As famílias tradicionais estudam a arte marcial como um trampolim para despertar seu poder espiritual. Por isso, o nível dos praticantes varia bastante, sendo o mais baixo equivalente a um estágio intermediário; ao despertar o poder espiritual, muitos abandonam imediatamente a arte marcial para se dedicarem integralmente ao fortalecimento de sua linhagem sanguínea.
No entanto, alguns membros dessas famílias acreditam que, embora a arte marcial seja uma técnica comum, se bem utilizada pode se tornar uma poderosa aliada. Assim foi com Pei Zhenshan, morto por Xiang Yuan, cuja maestria na arte marcial alcançava o nível de controle supremo da energia.

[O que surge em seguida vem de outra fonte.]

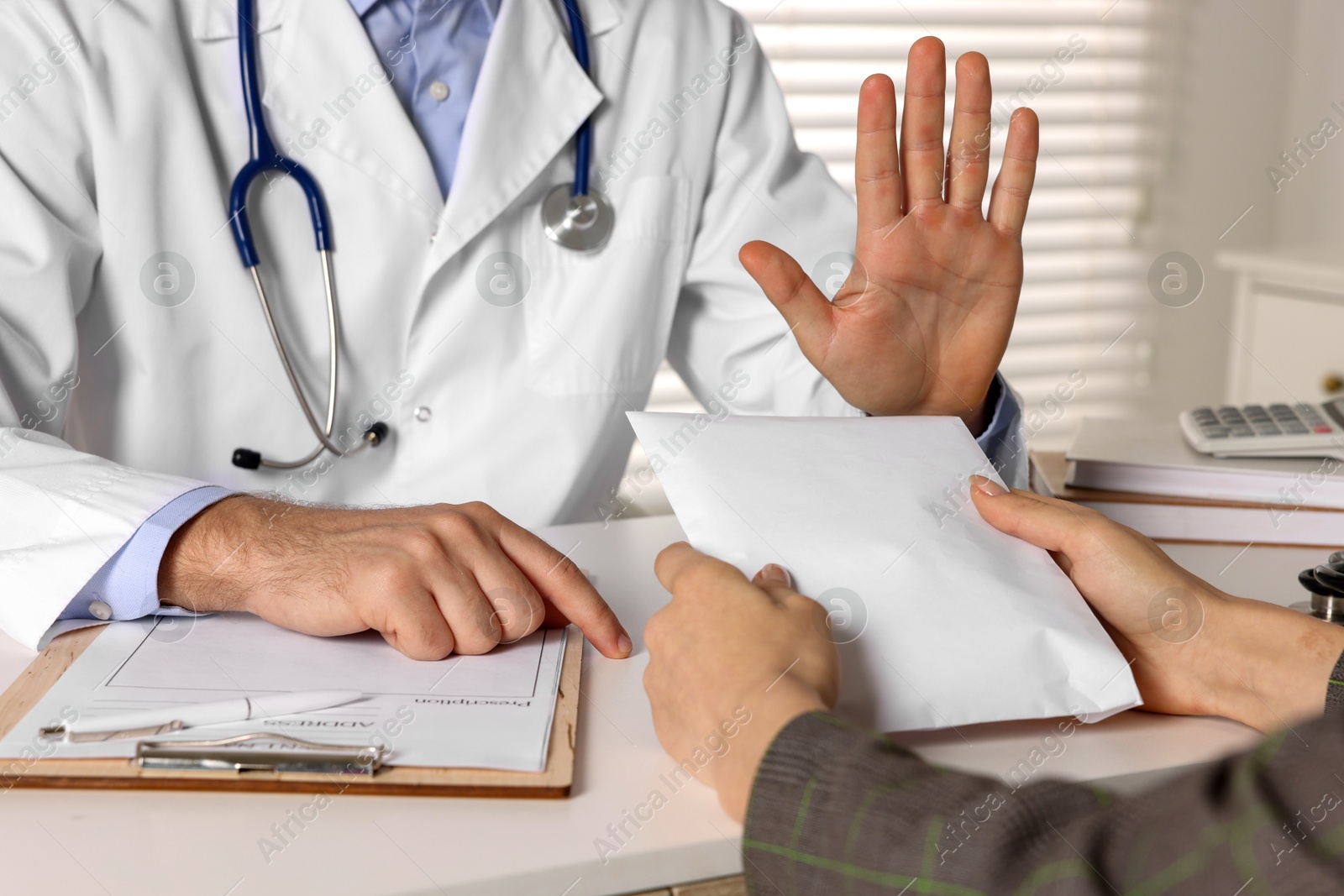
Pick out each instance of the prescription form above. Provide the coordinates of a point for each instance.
(491, 711)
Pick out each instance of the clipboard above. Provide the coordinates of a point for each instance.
(553, 782)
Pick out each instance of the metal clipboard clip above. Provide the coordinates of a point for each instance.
(230, 754)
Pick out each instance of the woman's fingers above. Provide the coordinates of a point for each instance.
(1032, 517)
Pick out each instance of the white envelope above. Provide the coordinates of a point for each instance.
(942, 620)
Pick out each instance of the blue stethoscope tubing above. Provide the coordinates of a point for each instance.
(581, 222)
(584, 143)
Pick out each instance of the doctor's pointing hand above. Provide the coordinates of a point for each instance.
(430, 150)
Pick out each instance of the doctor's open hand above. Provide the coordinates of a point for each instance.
(432, 579)
(1195, 649)
(922, 320)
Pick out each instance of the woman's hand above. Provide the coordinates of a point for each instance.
(1195, 649)
(732, 663)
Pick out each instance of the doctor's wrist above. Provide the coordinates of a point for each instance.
(210, 562)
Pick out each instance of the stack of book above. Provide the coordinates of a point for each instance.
(1147, 477)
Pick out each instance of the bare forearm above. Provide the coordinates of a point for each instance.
(215, 559)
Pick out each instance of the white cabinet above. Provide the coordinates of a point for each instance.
(1287, 340)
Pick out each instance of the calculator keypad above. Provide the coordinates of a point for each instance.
(1256, 419)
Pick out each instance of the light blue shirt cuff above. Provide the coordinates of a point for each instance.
(128, 582)
(1003, 441)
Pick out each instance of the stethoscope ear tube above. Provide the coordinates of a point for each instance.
(266, 157)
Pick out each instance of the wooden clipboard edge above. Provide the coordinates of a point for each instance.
(554, 782)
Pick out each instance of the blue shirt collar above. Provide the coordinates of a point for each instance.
(362, 7)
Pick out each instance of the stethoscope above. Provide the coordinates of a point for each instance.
(1327, 587)
(573, 215)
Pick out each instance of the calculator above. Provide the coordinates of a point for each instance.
(1267, 430)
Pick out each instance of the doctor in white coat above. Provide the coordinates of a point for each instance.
(134, 356)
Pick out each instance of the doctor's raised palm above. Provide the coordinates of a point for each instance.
(922, 322)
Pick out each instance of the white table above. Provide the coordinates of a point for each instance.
(101, 842)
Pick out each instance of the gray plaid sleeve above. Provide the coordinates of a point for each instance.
(1335, 689)
(837, 809)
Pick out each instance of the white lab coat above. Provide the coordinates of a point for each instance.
(113, 403)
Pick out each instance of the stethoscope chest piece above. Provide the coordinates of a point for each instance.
(582, 222)
(1326, 584)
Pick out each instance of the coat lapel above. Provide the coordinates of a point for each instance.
(327, 76)
(530, 101)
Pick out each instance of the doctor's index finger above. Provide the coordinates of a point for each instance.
(564, 586)
(1016, 175)
(877, 170)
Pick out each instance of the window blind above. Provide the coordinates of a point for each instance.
(1088, 69)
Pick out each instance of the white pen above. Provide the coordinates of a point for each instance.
(141, 723)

Agora, Pei Ziming, que trava uma batalha feroz contra Xiang Yuan, é exatamente esse tipo de guerreiro. O duelo entre eles é um espetáculo de técnicas ágeis e complexas, capazes de confundir qualquer espectador. Pei Ziming, aproveitando sua estatura, que é o dobro da de Xiang Yuan, desferia golpes com uma força devastadora, como se pudesse derrubar montanhas, buscando subjugar o adversário com pura potência para transformar vantagem em vitória.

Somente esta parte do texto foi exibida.